Dans ces conditions, au vu des éléments ci-dessus développés, la cour constate que l'actif disponible de la SARL RCPI AGRO d'un montant de 603.296,43 euros est insuffisant pour faire face à son passif exigible établi par le mandataire à hauteur de 686.857,28 euros. Cette situation financière caractérisant l'état de cessation des paiements de la SARL RCPI AGRO, il convient de confirmer le jugement déféré en ce qu'il l'a constatée et ouvert une procédure de redressement judiciaire à l'égard de cette société.

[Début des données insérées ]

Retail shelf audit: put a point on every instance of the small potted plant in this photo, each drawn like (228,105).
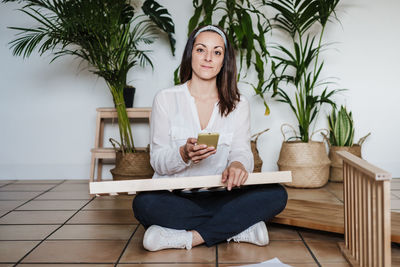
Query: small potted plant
(296,80)
(341,135)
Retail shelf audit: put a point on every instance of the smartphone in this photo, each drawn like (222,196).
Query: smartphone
(209,139)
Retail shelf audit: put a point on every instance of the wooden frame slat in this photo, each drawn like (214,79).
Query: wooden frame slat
(133,186)
(366,212)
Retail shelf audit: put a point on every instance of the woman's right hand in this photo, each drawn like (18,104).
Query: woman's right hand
(195,153)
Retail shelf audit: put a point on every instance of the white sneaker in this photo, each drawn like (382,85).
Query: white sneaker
(158,238)
(255,234)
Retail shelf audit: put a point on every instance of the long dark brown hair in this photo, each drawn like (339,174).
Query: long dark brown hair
(228,91)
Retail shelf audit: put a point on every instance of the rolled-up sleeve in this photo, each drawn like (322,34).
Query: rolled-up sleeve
(164,155)
(240,148)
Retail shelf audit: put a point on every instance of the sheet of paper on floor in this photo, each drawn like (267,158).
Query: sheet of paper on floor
(275,262)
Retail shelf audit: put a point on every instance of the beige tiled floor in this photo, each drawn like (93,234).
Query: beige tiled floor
(57,223)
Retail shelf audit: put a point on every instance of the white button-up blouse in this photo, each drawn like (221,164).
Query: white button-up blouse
(174,119)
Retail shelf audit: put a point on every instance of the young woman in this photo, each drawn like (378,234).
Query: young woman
(208,100)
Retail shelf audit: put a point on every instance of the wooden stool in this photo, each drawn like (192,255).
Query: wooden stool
(99,152)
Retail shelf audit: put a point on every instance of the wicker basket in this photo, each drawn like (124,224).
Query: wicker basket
(308,162)
(336,171)
(130,166)
(257,159)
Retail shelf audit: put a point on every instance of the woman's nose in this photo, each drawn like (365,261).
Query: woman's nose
(208,56)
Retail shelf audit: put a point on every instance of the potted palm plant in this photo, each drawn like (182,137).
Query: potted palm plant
(341,136)
(297,68)
(107,34)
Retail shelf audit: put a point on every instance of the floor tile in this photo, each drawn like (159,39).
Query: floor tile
(71,187)
(64,265)
(2,182)
(18,195)
(136,253)
(65,195)
(112,232)
(395,184)
(395,204)
(121,196)
(312,235)
(77,181)
(249,253)
(337,264)
(54,182)
(53,205)
(166,265)
(36,217)
(109,204)
(25,232)
(10,204)
(279,232)
(13,251)
(326,251)
(395,254)
(320,195)
(291,264)
(27,187)
(82,251)
(104,217)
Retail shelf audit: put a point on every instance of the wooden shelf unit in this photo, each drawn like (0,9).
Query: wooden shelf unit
(99,152)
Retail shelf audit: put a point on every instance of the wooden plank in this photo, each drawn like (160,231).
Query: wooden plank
(109,113)
(347,254)
(110,187)
(313,215)
(372,171)
(324,216)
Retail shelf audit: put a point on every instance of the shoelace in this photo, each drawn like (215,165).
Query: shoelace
(172,239)
(244,236)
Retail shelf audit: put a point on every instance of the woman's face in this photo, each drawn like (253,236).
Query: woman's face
(207,55)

Eu égard à la solution donnée au présent litige, il convient d'ordonner l'emploi des dépens en frais privilégiés de procédure collective.
PAR CES MOTIFS
La cour statuant publiquement, contradictoirement et par arrêt rendu par mise à disposition au greffe,
Confirme le jugement rendu par le tribunal de commerce de Beauvais le 5 novembre 2024, en toutes ses dispositions.
Ordonne l'emploi des dépens en frais privilégiés de procédure collective.